One of the problems with an idea like the one to increase taxes on folks who can afford it (income of $250,000?) is bracket creep. It’s true that it might take a long time for most of us to run into this problem, but the impact is gradual and erodes the progressive nature of a tax on wealthy folks who are doing well and can afford to and should pay taxes.

A simple solution is to peg the jump in the tax rate at the presidential salary. We can normally count on Congress and the President not to let this benchmark lag and you know, if you are making as much as the President of the USA, you aren’t doing too badly.

So, we peg a tax rate increase to income above the presidential rate. And we peg a couple of step increases to income at 200% and 400% of the Presidential salary. I know it seems harsh to ask the top earners to live frugally, like the President, but we all have to make sacrifices, don’t we?
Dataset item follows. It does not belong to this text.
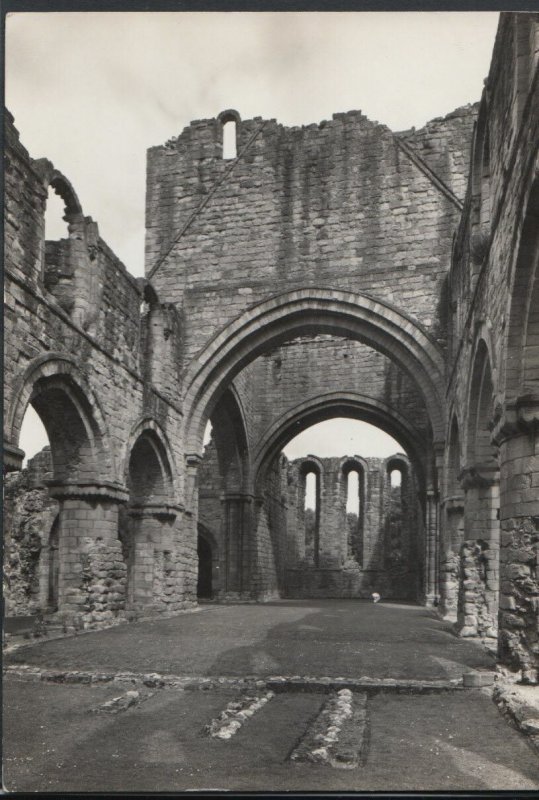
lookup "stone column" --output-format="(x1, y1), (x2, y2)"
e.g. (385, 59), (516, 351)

clipped from www.nytimes.com

Geithner Laments the Deficit, but Demurs on Tax Increases

WASHINGTON (AP) — Treasury Secretary Timothy F. Geithner acknowledged Sunday that the federal deficit was too high but said the priorities now are economic growth and job creation.

Asked repeatedly on “Meet the Press” on NBC whether that meant taxes would rise, Mr. Geithner avoided providing specifics. He did say President Obama is committed to dealing with the deficit in a way that would not add to the tax burden of people making less than $250,000 a year.